0

My goal is to carry out an hierarchical cluster analysis using the principal components that explain most of the variance.

None of my variables is normal and therefore I think I should transform them (I am following a paper that worked with similar data and they square root and log transformed the variables with a non-normal distribution).

Nevertheless, I am unsure if it is ok to transform and then scale the variables before the PCA. Could you confirm if this is correct?

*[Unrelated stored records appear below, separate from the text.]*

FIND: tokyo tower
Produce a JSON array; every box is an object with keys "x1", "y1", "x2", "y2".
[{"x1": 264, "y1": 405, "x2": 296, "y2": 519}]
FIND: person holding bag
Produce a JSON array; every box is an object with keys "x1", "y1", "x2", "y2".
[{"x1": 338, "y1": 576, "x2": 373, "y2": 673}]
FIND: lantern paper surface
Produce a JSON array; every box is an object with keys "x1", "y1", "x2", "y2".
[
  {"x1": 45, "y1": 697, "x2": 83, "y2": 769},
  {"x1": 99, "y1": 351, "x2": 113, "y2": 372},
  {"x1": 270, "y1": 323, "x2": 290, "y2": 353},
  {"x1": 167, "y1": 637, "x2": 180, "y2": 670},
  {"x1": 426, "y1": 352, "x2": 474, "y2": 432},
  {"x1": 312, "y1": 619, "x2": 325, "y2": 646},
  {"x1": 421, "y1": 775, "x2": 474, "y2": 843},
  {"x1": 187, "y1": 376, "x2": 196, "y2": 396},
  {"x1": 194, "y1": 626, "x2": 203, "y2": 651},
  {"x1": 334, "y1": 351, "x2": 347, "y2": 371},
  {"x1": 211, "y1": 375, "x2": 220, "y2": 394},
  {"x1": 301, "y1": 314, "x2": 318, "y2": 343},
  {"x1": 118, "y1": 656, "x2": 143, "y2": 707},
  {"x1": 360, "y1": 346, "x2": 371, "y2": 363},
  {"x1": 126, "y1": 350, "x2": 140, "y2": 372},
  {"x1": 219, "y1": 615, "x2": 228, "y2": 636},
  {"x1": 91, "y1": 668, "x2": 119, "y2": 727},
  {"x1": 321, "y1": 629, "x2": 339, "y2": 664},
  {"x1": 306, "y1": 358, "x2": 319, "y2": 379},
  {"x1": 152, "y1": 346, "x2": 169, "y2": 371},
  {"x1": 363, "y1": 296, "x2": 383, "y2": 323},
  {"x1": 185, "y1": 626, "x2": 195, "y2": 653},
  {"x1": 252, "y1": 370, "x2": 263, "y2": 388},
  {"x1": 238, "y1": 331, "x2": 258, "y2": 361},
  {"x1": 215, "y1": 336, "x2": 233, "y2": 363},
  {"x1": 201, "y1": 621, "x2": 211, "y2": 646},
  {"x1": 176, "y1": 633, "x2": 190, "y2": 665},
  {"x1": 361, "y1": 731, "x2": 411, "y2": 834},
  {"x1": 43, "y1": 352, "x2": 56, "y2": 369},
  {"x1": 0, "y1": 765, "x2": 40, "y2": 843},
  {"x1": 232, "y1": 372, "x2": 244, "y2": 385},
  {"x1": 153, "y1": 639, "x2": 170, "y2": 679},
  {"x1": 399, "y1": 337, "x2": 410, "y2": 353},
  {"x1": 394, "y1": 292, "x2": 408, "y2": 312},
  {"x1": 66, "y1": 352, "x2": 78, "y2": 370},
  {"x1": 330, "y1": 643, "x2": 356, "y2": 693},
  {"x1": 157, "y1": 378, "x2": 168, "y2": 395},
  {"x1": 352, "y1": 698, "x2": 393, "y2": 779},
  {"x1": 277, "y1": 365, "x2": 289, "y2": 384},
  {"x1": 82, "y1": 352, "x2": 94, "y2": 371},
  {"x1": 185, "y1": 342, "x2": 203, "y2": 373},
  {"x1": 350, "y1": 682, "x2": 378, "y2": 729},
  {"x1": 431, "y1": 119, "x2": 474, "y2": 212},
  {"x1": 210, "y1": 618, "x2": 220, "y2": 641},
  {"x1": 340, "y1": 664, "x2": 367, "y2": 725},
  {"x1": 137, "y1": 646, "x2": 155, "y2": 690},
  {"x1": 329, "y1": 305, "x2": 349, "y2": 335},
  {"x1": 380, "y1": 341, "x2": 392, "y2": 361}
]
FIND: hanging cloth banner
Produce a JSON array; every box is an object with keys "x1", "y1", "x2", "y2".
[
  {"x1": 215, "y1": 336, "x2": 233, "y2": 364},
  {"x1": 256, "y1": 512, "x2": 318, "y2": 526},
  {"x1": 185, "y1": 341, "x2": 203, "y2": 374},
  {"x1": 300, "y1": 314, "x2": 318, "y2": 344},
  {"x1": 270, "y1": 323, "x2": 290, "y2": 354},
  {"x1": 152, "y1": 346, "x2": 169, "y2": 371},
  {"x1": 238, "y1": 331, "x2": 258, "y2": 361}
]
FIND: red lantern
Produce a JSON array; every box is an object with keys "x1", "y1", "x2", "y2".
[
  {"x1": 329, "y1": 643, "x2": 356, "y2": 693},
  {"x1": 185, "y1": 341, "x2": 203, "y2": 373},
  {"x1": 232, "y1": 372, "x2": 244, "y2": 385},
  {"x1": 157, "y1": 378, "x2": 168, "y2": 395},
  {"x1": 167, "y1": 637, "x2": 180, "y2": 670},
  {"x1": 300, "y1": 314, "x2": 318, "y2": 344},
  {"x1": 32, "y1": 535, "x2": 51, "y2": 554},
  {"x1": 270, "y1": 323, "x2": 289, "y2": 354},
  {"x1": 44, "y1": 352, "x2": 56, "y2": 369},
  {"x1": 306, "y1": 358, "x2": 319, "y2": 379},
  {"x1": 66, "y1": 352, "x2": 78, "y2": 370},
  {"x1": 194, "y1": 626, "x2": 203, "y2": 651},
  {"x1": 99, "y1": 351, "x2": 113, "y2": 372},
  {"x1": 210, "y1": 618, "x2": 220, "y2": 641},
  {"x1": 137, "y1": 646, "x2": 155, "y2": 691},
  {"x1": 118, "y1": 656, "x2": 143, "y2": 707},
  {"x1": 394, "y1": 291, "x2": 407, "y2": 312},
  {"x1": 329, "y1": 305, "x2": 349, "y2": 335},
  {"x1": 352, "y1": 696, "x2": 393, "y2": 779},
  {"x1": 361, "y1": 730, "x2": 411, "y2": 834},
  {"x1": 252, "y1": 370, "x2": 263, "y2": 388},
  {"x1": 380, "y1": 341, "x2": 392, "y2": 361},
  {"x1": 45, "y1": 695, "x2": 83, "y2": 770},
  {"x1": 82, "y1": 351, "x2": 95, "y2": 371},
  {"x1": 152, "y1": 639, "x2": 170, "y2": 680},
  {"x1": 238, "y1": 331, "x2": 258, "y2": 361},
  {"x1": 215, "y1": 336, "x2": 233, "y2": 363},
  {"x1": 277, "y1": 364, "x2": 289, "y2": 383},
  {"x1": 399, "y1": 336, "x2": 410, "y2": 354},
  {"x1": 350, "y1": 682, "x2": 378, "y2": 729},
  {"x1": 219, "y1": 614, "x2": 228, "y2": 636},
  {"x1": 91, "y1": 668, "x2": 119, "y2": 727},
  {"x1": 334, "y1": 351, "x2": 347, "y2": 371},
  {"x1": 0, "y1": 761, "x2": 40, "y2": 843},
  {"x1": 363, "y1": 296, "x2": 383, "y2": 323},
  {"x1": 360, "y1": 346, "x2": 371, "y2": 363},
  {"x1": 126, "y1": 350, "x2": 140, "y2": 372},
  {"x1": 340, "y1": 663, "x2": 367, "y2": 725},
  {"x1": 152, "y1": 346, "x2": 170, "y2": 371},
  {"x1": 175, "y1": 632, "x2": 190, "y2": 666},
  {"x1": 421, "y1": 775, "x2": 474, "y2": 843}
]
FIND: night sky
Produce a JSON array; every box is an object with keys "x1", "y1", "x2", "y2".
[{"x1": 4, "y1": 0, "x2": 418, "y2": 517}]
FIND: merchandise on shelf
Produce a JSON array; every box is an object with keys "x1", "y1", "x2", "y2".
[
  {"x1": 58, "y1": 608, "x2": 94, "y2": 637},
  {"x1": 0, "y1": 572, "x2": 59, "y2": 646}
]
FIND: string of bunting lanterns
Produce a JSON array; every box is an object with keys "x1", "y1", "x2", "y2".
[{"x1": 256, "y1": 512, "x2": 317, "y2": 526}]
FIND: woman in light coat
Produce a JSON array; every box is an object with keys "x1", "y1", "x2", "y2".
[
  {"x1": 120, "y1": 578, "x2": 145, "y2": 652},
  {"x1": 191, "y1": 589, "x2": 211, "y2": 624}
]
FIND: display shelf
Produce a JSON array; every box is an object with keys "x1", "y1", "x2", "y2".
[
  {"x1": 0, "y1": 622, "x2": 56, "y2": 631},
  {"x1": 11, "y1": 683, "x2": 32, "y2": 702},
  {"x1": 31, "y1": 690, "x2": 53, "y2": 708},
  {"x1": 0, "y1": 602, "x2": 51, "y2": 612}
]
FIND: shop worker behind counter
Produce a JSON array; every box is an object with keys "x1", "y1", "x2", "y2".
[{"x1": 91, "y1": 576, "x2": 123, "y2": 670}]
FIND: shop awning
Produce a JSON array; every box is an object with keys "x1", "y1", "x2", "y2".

Also, to choose the best type of transformation should I try both and then check the normality again of the transformed variables or is there a better method?

Thank you in advance.

  • PCA has little to do with Normality and certainly doesn't require or assume it. For an example of how nonlinear transformations might enhance a subsequent PCA, see https://stats.stackexchange.com/a/259223/919. – whuber Feb 18 '21 at 19:49
  • Thank you for answering but my question is not if it is necessary rather then if it is correct to both normalize (log/square root transformation) and scale my variables. – Catarina Toscano Feb 19 '21 at 11:18
  • "Correct" doesn't seem like an appropriate property; but if so, we would welcome your clarification of what you might mean by this. – whuber Feb 19 '21 at 14:43

1 Answers1

0

I found in another post that it is ok and advisable in certain types of data Why log-transforming the data before performing principal component analysis?